- Developer: Dmitry Baranovskiy
- Release: August 8, 2008; 18 years ago
- Stable release: 2.3.0 / August 14, 2019; 6 years ago
- Written in: JavaScript
- License: MIT License
- Website: dmitrybaranovskiy.github.io/raphael/
- Repository: github.com/DmitryBaranovskiy/raphael ;

= Raphaël (JavaScript library) =

Cross-browser vector graphics JavaScript library

Raphaël, named for Italian painter Raffaello Sanzio da Urbino, is a cross-browser JavaScript library that draws vector graphics for web sites. It will use SVG for most browsers, but will use VML for older versions of Internet Explorer. Raphaël currently supports Chrome 5.0+ Firefox 3.0+, Safari 3.0+, Opera 9.5+ and Internet Explorer 6.0+.

== Use ==
Raphaël is used by first creating an instance of the Raphaël object, which manages the creation of the canvas.
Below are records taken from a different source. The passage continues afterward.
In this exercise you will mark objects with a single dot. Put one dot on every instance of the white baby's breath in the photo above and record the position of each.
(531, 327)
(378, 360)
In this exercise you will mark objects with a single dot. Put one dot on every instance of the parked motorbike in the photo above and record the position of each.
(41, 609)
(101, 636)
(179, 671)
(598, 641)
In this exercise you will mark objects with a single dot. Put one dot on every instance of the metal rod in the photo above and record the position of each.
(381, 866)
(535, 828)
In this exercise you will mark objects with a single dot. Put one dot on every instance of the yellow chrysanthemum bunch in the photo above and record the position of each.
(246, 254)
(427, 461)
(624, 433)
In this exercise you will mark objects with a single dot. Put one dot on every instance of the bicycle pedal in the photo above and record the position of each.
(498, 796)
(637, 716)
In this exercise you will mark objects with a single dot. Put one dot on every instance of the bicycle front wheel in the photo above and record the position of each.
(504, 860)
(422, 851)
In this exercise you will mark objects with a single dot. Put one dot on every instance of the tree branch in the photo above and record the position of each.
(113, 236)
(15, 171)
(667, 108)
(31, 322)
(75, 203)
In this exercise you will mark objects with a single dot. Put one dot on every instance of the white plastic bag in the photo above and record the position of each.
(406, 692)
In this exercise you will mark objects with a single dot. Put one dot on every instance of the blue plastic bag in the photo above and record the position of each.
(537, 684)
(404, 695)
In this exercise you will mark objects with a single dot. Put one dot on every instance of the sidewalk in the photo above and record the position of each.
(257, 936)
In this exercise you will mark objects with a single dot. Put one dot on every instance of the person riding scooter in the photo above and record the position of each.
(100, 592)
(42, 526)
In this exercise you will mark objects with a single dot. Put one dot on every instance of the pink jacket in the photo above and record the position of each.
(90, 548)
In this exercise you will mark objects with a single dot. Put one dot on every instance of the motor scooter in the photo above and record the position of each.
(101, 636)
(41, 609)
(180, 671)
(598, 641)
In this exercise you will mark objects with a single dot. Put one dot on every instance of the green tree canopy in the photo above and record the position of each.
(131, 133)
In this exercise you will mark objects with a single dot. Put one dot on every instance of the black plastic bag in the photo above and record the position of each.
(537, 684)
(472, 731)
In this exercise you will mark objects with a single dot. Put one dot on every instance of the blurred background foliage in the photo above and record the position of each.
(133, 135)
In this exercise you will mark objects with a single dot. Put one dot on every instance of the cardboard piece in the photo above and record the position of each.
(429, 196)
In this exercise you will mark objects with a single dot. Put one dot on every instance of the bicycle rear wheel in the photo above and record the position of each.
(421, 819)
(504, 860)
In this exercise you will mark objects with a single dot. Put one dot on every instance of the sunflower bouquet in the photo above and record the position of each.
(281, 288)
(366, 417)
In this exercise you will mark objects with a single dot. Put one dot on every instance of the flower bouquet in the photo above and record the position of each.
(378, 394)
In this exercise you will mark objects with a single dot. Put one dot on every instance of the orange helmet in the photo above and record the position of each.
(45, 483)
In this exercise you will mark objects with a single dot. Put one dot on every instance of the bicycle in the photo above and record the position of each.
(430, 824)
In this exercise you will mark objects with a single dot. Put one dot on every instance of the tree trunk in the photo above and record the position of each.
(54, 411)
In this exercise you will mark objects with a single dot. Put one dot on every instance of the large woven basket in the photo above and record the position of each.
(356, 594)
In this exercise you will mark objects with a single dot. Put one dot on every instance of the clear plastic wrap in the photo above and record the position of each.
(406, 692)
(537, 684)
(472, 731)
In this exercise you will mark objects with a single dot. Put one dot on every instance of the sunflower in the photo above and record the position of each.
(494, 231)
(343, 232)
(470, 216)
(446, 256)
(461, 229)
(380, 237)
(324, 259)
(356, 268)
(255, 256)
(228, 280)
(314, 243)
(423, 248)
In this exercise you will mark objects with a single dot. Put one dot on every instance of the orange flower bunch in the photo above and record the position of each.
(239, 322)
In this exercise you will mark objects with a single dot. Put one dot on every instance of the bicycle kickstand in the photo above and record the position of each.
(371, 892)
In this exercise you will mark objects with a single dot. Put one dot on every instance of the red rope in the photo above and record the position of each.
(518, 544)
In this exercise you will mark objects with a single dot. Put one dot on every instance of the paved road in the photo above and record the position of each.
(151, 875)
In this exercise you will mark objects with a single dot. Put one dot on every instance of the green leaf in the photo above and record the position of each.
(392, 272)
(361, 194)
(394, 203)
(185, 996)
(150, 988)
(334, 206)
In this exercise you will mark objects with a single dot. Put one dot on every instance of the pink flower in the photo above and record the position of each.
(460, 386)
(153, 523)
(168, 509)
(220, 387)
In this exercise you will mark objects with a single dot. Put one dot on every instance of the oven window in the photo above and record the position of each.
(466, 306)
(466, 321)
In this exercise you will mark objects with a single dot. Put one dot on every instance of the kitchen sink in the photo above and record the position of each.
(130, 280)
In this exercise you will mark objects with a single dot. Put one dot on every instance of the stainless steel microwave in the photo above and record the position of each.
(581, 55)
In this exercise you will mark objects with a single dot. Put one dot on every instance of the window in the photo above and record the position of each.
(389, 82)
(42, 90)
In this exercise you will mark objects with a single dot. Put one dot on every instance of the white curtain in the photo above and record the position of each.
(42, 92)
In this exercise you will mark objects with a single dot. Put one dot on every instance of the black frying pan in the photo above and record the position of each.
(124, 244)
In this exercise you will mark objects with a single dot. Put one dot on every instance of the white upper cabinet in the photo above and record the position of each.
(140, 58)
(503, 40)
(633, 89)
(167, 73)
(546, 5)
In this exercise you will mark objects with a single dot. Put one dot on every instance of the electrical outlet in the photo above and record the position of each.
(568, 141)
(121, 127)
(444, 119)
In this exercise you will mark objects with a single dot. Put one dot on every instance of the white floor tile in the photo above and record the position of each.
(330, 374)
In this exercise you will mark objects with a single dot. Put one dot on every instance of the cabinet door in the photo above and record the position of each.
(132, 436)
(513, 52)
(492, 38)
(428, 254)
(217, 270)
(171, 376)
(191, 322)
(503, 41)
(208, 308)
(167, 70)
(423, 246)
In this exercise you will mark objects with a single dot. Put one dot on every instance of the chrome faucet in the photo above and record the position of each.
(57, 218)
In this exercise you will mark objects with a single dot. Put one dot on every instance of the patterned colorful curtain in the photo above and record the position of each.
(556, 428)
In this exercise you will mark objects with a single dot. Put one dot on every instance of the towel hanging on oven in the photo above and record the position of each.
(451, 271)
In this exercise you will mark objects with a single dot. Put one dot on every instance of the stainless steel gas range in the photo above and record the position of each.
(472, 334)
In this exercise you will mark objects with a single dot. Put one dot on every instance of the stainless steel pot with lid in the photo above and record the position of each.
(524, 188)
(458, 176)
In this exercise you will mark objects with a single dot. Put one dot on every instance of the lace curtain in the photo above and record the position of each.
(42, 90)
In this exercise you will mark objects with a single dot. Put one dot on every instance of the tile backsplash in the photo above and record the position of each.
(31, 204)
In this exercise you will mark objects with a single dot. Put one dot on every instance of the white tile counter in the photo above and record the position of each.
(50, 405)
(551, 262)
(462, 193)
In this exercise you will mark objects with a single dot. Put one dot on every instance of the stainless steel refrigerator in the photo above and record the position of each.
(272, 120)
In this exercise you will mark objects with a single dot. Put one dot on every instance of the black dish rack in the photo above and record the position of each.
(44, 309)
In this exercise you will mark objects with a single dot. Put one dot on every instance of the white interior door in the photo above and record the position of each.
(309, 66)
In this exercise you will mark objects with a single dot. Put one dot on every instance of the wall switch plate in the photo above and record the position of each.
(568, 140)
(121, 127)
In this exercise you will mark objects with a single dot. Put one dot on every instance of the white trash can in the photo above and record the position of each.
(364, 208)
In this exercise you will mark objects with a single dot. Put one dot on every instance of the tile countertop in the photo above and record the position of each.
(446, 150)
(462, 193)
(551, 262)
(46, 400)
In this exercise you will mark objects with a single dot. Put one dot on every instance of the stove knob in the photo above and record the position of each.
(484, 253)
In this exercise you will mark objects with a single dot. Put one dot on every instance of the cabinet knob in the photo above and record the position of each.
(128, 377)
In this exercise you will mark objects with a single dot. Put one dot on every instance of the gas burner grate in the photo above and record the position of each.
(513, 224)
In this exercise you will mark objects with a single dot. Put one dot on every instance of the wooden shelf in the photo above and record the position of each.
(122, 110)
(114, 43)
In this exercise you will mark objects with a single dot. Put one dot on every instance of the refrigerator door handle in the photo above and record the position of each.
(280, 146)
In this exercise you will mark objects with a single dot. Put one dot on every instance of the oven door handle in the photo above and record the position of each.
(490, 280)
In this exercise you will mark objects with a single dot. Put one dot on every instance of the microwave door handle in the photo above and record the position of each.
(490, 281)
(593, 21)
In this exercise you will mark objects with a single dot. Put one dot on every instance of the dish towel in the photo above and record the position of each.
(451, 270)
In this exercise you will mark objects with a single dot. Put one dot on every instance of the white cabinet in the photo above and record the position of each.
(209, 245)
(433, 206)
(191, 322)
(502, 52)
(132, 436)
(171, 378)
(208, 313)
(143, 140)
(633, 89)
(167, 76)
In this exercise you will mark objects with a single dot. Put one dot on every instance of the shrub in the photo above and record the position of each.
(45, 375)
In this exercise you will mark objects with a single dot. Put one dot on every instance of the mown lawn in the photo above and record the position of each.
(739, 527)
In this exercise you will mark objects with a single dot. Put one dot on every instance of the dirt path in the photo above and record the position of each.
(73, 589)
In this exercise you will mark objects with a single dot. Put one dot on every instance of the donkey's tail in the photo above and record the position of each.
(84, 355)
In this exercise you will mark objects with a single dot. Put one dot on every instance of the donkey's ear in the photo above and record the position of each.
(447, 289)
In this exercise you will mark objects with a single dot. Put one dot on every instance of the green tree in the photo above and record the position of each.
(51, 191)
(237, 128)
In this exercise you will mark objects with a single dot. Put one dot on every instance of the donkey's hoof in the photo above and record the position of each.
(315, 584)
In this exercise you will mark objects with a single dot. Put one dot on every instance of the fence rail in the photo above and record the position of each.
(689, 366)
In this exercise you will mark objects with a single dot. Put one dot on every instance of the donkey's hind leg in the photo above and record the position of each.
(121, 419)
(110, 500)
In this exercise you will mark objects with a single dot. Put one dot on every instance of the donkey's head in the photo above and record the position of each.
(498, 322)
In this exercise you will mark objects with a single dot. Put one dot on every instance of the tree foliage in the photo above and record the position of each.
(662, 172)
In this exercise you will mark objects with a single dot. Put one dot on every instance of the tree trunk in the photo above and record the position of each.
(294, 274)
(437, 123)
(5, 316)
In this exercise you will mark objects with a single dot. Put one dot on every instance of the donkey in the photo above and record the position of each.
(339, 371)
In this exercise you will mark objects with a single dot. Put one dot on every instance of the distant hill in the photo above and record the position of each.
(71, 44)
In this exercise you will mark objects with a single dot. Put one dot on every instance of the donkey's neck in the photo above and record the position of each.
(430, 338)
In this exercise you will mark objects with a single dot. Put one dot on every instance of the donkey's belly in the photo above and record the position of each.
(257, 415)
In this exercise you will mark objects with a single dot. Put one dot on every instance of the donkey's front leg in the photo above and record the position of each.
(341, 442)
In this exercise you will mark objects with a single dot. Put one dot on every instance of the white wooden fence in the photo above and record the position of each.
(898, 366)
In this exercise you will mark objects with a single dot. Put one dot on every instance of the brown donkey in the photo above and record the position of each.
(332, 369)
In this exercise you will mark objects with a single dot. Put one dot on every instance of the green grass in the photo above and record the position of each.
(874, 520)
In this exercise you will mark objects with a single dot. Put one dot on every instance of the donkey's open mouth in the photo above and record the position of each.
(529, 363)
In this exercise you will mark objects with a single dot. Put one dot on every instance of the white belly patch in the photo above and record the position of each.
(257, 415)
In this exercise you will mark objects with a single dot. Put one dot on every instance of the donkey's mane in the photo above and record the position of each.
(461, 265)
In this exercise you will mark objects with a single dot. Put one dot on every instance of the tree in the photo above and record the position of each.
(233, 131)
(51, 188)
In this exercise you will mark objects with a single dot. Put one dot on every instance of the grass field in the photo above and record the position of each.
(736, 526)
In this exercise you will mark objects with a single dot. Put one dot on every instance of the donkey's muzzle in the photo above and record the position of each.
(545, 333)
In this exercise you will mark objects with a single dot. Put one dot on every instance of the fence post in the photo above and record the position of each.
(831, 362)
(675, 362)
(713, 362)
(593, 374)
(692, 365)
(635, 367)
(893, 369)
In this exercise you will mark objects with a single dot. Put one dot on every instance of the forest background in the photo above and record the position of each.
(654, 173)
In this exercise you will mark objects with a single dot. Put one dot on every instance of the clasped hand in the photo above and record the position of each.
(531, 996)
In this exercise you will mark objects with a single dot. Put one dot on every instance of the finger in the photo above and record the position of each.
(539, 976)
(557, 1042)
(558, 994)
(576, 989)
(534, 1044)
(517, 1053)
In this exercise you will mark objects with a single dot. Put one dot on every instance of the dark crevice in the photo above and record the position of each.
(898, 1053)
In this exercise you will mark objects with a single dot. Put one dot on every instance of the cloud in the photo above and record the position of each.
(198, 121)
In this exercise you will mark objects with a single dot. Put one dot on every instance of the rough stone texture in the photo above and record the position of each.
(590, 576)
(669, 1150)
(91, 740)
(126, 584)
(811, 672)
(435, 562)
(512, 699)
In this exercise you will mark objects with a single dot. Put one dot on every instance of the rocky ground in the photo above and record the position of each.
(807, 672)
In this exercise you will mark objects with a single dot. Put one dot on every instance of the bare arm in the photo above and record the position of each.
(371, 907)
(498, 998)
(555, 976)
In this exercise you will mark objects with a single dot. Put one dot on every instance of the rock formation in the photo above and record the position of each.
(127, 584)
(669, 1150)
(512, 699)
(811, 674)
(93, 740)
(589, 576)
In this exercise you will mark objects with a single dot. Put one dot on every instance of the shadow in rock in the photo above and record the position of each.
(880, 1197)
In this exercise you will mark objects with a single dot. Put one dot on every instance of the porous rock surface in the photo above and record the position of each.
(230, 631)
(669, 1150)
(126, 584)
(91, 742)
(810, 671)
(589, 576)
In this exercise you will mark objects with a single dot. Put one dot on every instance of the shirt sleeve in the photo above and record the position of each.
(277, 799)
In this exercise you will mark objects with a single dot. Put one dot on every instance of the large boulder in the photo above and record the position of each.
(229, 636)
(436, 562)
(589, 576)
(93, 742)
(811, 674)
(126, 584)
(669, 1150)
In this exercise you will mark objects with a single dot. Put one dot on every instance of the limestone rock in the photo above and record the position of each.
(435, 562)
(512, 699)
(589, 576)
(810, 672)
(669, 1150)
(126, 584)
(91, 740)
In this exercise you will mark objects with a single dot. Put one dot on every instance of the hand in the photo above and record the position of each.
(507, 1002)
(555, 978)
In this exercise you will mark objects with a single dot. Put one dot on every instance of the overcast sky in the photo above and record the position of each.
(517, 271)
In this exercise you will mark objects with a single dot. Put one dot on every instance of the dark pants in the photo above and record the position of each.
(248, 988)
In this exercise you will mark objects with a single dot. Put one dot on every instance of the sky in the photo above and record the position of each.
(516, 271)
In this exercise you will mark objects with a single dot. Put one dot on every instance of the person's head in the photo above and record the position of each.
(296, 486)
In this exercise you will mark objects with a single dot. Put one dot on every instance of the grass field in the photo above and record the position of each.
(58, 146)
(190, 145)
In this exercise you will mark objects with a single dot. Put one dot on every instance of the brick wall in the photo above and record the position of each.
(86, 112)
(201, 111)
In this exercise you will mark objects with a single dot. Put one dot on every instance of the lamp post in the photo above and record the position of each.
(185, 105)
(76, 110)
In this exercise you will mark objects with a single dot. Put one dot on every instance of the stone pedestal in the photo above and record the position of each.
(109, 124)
The following examples create a canvas that is 320 pixels wide and 200 pixels high:

// top left of canvas at the viewport's 10,50 coordinate
var r = Raphael(10, 50, 320, 200);

// top left of canvas at the top left corner of the #example element (in elements where dir="ltr")
var r = Raphael(document.getElementById("example"), 320, 200);

// same as above
var r = Raphael("example", 320, 200);

Once the Raphaël object has been instantiated, its various drawing, resizing and animation methods may be called to build up a vector graphic. This library includes support of Cùfon fonts, a format that turns a given font into a set of vector paths. It is extensible through plugins.

== Usage ==
The widget is used on the Washington Post and the Times Online websites.

Raphaël is also used by iCloud.com, and by Mass Relevance in the White House.